Some of the most recent Judgements regarding AI are:
Mattel Inc v Jayant Agarwalla[2]: Under this case Mattel sued the defendant for selling AI generated pictures of Mattel's trademark Barbie and the Delhi High Court granted Mattel a permanent injunction against the defendant for Mattel's trademark right infringement.

Anil Kapoor v Simple Life India and Ors[3]: Anil Kapoor sued the defendant in this case for using Generative AI to create scenarios using his likeness through his works without prior agreement and as such the Delhi High Court stated the defendant violated the privacy and personality rights of Anil Kapoor.

Despite there being so many drawbacks when using AI there are some positive feedbacks regarding the same. Some of these are:
  • AI can be used to find infringed copyrighted material as the human element will need hours to figure out the same even the human element will ultimately be needed to figure out the infringed from real works at the end, but the process becomes much more simplified through the usage of AI tools.
  • AI is not enclosed within geographical boundaries but works through the Internet and as such has no limitations which the human element will face in terms of language and legislation but we cannot eliminate the human element as there can be false positives in the system leading to wrongful infringement claims being filed thus to ensure it doesn't occur there needs to be a human at the end of the chain.

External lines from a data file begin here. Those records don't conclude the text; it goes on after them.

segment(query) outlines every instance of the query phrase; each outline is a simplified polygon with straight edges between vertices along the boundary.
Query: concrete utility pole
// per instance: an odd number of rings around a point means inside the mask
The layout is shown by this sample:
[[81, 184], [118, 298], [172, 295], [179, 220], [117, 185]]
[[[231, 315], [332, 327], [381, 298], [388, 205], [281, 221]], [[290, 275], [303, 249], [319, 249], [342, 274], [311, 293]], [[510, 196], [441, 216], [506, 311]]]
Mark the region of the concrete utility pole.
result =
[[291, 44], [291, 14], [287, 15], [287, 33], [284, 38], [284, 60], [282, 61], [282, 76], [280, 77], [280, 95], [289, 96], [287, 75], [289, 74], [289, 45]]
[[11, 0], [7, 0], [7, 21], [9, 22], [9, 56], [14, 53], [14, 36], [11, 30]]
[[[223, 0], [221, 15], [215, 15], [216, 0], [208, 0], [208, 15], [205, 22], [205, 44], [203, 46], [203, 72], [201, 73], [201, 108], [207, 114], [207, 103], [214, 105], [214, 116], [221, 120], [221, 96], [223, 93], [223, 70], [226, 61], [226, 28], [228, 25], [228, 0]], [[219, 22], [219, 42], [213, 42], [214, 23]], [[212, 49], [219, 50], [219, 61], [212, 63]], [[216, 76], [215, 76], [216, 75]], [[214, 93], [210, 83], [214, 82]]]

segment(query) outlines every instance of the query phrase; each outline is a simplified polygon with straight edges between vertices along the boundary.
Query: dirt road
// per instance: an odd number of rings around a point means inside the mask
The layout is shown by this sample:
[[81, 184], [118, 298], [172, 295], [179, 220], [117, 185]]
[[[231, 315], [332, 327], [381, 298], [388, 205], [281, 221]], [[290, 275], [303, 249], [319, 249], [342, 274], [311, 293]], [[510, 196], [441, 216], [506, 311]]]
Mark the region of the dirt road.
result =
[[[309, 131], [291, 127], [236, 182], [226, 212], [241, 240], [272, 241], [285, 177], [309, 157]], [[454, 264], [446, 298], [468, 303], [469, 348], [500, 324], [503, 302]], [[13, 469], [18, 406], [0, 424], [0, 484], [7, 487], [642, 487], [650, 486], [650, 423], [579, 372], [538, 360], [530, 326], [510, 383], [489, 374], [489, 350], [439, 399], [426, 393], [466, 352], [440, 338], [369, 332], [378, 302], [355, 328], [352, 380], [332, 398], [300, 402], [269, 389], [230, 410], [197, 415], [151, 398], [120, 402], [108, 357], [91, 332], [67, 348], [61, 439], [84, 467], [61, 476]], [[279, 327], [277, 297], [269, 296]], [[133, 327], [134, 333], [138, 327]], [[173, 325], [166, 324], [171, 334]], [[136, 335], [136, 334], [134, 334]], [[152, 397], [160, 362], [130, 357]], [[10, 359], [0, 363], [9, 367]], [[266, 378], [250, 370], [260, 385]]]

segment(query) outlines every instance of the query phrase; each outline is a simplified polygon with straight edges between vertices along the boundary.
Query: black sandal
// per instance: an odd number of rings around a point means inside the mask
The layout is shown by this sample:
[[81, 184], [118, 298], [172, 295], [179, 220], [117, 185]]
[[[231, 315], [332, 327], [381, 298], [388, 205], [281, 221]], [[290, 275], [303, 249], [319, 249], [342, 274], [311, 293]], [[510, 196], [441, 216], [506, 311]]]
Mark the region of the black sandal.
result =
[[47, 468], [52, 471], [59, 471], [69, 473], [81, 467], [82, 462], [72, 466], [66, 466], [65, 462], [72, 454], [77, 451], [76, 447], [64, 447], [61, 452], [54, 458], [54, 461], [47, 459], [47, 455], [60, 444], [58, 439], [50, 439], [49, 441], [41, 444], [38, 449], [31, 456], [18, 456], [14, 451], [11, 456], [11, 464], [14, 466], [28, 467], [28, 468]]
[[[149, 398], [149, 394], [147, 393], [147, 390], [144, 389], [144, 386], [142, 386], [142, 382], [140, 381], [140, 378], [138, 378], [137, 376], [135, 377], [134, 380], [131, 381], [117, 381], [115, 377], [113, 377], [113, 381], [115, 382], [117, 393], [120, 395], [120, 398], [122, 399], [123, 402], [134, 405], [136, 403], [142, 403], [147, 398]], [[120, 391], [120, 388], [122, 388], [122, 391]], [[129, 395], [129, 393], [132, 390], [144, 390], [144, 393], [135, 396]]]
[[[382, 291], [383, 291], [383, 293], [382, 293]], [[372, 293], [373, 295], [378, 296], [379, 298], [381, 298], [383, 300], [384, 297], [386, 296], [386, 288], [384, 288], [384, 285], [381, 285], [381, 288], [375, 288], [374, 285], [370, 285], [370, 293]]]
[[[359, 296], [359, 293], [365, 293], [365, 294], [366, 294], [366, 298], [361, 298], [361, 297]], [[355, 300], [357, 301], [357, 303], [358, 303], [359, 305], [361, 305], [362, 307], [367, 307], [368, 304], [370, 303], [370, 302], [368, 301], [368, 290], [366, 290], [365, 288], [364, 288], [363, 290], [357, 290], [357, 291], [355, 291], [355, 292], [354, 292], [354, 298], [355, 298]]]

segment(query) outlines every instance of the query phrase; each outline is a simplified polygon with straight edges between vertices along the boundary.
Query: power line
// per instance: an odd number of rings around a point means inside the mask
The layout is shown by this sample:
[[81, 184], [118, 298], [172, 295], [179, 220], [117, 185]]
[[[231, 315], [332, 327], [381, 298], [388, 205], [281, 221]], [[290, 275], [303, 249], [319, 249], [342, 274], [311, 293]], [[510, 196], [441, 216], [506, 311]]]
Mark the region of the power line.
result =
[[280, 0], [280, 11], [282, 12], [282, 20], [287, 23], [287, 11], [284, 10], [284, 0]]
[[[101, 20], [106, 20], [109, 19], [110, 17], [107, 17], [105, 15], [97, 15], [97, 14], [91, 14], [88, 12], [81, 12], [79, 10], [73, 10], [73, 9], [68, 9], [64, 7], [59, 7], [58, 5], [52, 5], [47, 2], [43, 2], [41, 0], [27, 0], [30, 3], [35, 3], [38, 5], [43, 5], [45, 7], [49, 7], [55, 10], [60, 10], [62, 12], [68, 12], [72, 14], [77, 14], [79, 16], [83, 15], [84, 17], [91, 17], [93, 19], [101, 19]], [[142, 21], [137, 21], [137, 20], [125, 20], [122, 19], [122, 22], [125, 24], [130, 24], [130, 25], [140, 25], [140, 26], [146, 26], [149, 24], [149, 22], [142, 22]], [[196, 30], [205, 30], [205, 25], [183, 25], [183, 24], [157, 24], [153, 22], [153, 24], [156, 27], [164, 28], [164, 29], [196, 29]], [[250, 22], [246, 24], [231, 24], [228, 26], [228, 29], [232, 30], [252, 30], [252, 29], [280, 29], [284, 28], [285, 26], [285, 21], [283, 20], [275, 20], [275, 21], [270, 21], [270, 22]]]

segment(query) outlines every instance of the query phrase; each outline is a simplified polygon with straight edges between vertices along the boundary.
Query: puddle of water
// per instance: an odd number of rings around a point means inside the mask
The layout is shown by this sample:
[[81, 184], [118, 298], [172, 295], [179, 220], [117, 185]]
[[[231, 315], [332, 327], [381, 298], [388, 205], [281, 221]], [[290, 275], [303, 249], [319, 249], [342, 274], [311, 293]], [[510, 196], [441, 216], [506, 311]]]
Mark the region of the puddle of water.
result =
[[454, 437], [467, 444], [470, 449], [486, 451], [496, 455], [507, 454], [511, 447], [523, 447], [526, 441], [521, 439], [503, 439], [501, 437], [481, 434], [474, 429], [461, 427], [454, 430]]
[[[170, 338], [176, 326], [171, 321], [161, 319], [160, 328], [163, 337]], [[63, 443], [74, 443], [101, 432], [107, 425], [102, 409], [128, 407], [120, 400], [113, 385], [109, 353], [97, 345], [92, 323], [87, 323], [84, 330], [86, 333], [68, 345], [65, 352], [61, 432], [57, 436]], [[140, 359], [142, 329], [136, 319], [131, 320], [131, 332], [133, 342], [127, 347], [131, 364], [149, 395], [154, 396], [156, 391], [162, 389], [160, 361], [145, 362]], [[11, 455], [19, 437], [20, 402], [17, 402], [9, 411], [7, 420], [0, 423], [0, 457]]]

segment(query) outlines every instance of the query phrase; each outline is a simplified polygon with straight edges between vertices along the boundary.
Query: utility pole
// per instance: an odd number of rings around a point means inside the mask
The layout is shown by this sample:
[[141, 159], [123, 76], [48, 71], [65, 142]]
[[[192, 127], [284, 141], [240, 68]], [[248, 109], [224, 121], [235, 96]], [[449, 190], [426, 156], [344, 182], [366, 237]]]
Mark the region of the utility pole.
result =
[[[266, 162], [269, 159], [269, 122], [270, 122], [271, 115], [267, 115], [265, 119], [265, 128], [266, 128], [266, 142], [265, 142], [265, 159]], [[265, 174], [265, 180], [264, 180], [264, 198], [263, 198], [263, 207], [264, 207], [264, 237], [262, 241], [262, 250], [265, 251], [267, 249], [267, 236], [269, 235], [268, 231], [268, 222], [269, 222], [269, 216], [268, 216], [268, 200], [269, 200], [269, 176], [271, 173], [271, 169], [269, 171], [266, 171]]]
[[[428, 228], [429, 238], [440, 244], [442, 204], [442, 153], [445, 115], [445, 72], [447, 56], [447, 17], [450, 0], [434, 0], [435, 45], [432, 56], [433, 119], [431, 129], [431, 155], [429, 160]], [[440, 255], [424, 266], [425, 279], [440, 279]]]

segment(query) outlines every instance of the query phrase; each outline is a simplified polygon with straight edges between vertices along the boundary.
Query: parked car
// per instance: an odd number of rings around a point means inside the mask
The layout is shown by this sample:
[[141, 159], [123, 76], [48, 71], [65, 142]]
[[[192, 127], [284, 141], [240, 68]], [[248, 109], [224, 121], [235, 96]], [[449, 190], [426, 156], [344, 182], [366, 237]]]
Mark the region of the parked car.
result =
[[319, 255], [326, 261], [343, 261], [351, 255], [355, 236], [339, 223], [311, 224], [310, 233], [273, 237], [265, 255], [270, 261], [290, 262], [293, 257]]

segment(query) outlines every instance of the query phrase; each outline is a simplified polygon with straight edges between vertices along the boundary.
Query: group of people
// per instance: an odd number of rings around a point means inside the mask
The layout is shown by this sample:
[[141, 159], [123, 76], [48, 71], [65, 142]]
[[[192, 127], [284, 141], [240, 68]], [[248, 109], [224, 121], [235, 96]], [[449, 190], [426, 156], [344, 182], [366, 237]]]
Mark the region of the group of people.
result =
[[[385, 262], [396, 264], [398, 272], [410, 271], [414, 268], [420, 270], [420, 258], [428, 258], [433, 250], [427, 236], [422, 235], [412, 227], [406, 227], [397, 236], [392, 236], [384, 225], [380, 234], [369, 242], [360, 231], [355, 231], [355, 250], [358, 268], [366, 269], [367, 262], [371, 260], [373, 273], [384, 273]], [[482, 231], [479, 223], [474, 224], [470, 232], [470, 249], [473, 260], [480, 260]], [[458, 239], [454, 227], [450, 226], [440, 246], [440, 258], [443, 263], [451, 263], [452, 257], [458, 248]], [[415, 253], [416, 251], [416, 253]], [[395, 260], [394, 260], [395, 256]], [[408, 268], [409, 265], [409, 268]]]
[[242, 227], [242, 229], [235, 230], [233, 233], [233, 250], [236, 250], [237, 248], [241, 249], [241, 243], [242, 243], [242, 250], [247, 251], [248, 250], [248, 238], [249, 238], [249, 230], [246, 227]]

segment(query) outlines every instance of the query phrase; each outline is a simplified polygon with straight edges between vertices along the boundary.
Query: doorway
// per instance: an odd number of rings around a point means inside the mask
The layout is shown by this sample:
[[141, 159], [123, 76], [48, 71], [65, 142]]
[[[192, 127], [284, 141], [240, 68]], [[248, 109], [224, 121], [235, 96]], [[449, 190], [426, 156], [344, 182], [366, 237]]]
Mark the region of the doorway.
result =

  • Due to AI being more cost-effective than humans it is useful in the long run even though there needs to be human oversight to make the ultimate judgment, but it helps put a deterrent effect on the infringement process as there will be a less likelihood of persons being under the radar for infringement.
In conclusion AI is something which has become an important invention in today's time and will become more complicated as time passes as the Turing test which tells us that the artificial intelligence has become human adjacent or at the same level has yet to be beaten by any AI and such once AI can start to beat the Turing text will we as lawyers and those in the legal field will have our work cut out for us.